Para uma compreensão mais plena da complexa relação do Cras com o ECA, é muito importante considerar que, se é verdade que seus profissionais tendem a ler com certo pessimismo o efeito do direito da criança sobre a organização da família popular, também é verdade que faz parte do diagnóstico que dá sentido ao seu trabalho a premissa de que seu esforço para evitar que se percam os laços afetivos familiares (situação que demandaria um outro tipo de abordagem, a cargo do Creas) somente se justifica caso se considere que estamos diante de sujeitos de direitos, que mais do que simplesmente protegidos precisam ser respeitados. E é por isso que, ao menos no que se refere à sua relação com o ECA, o trabalho do Cras é fundamentalmente o de construtor de redes nos territórios populares.

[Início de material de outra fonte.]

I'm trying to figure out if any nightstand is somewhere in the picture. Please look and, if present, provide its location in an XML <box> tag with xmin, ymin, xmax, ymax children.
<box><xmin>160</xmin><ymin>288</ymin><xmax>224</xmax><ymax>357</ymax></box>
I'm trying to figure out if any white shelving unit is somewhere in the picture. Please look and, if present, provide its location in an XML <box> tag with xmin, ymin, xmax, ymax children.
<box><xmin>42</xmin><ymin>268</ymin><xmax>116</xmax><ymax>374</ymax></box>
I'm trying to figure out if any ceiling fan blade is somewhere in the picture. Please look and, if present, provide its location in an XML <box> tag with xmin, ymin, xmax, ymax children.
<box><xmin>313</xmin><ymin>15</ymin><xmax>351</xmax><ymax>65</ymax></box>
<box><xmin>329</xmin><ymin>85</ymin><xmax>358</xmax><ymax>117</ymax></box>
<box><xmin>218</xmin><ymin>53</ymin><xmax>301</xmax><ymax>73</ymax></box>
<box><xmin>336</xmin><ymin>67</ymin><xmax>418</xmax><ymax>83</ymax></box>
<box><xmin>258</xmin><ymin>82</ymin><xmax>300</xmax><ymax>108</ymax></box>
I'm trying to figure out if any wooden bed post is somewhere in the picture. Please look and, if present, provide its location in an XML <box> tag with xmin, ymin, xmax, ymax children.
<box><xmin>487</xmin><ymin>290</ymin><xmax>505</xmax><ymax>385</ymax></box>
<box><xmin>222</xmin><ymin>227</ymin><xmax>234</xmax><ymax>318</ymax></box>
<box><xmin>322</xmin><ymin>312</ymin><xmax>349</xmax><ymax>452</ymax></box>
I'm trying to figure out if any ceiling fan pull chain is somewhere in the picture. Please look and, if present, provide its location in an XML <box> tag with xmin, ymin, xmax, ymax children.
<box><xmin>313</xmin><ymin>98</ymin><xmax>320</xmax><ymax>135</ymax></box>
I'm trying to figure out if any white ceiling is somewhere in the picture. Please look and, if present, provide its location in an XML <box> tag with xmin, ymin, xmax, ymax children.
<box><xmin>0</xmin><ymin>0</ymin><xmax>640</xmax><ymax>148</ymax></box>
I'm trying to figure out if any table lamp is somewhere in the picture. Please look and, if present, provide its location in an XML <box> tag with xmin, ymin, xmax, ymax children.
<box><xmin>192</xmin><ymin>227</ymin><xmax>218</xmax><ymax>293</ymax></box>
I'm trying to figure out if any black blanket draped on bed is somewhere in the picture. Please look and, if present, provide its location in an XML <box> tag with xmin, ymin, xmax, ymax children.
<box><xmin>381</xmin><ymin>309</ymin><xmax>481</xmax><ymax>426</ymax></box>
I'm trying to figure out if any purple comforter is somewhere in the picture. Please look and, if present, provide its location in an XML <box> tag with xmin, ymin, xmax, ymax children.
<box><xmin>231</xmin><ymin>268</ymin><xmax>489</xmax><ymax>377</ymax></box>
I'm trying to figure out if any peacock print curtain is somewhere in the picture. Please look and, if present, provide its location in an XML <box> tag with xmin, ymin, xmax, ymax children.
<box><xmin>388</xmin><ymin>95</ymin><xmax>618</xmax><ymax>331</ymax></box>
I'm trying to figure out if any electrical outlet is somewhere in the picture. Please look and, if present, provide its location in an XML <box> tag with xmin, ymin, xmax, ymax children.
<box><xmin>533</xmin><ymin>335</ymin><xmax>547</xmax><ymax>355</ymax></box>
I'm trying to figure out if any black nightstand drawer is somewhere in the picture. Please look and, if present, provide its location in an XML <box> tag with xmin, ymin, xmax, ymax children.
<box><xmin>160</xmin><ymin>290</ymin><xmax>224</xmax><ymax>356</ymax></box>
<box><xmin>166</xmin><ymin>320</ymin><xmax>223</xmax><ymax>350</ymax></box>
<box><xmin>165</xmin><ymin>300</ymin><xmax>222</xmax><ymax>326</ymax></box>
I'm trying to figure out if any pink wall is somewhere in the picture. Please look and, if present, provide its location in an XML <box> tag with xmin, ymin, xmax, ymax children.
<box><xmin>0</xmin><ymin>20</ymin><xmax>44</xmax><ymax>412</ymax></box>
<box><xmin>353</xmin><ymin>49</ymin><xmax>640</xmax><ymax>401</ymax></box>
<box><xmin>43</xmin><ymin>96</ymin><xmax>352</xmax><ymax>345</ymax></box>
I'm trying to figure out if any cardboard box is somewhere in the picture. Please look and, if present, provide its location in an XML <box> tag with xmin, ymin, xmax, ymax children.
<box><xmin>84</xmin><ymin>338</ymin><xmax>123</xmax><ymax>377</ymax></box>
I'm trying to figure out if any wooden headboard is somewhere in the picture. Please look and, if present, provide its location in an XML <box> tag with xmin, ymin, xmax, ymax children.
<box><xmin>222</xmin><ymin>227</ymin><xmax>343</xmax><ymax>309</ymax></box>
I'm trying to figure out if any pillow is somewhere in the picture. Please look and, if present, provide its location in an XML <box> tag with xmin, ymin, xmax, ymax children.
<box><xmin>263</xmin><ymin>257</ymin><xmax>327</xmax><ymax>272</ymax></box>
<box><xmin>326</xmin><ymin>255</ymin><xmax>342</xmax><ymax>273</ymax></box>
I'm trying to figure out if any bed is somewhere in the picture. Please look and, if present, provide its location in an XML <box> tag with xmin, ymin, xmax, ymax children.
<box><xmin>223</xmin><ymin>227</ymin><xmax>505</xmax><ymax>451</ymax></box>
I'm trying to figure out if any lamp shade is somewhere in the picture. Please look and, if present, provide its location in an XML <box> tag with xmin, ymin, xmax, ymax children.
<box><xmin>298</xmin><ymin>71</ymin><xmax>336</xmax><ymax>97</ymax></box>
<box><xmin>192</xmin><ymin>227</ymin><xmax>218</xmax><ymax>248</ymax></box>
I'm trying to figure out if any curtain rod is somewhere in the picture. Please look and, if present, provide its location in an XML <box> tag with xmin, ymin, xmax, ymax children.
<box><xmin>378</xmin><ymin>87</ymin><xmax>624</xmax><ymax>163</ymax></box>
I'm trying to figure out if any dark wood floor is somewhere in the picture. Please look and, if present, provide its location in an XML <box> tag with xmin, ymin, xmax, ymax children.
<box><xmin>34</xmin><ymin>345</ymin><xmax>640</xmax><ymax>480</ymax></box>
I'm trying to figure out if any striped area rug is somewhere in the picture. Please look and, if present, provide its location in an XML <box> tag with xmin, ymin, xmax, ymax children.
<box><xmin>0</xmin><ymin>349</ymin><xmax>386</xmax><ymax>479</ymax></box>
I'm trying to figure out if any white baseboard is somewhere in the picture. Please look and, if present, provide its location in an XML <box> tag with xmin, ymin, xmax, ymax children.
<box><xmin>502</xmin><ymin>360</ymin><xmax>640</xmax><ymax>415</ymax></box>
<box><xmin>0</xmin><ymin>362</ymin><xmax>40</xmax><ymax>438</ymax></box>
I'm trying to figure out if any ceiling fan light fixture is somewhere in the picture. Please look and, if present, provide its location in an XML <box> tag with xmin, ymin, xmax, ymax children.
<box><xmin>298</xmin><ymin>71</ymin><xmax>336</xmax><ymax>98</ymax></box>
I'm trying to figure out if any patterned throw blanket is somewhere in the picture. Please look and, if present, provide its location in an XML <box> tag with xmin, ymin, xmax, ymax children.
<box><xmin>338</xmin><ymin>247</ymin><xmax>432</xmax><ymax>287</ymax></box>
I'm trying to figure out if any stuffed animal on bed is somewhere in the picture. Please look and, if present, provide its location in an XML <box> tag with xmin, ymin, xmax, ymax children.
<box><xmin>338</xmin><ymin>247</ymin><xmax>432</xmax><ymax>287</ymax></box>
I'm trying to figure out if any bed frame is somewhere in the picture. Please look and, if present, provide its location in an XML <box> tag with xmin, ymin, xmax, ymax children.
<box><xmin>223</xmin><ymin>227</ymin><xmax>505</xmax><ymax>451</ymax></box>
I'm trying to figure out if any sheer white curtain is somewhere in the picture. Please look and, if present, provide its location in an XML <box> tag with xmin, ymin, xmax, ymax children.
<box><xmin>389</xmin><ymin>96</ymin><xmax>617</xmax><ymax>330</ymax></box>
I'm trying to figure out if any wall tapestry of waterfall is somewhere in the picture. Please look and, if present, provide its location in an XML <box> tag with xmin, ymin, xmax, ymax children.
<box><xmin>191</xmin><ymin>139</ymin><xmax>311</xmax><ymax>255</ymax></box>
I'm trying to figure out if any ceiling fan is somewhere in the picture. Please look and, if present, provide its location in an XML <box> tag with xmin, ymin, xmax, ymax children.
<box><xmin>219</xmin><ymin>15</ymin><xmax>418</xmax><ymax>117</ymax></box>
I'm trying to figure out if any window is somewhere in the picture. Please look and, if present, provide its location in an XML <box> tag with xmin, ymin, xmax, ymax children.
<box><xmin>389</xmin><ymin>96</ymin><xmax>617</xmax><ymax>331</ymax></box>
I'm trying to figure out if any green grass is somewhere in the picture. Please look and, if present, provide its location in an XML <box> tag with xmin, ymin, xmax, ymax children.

Talvez por isso, diferentemente do que se observa na escola e no CT, no Cras prevalece uma leitura positiva da relação de parceria com as demais agências, tendo sido citadas, além do Creas, CT e MP, a unidade básica de saúde, em especial pelo trabalho que os agentes comunitários de saúde fazem, enquanto fonte de informação para que o Cras localize um determinado endereço na Rocinha. No trecho da entrevista, abaixo destacado, ao responder a uma pergunta sobre a relação com as demais agências, uma assistente social do Cras relata que são feitas ações em conjunto com a Saúde, muito por conta do Bolsa Família, que é uma política pública que articula as duas áreas. A assistente social também conta que há uma proximidade com o Conselho Tutelar, “porque não tem como não trabalhar juntos”; já em relação à escola, informa que são realizadas reuniões para o desenvolvimento de um projeto, que fica sob a responsabilidade de outra assistente social:

Sim, nós trabalhamos, sim; por exemplo, às vezes, vem um, semana passada ou semana retrasada, recebemos o processo de denúncia de um idoso; então, como a Rocinha é muito complicada de endereço, eu fui até a clínica da família, que era da área, pro agente de saúde me levar até lá. Nós trabalhamos muito assim, com o Conselho Tutelar também, porque não tem como não trabalhar juntos, a escola, a questão das reuniões nas escolas, que é… esqueci o nome do projeto, quem faz mais isso é a outra assistente social. Que tem um projeto na escola, eu esqueci o nome, mas tem umas reuniões, às vezes mensais, às vezes quinzenais. A saúde, por exemplo, ela faz reunião junto com a gente, porque tem uma funcionalidade do Bolsa Família, que é para pesagem e vacinação, então entramos nessa reunião também, então fazemos em conjunto, entendeu?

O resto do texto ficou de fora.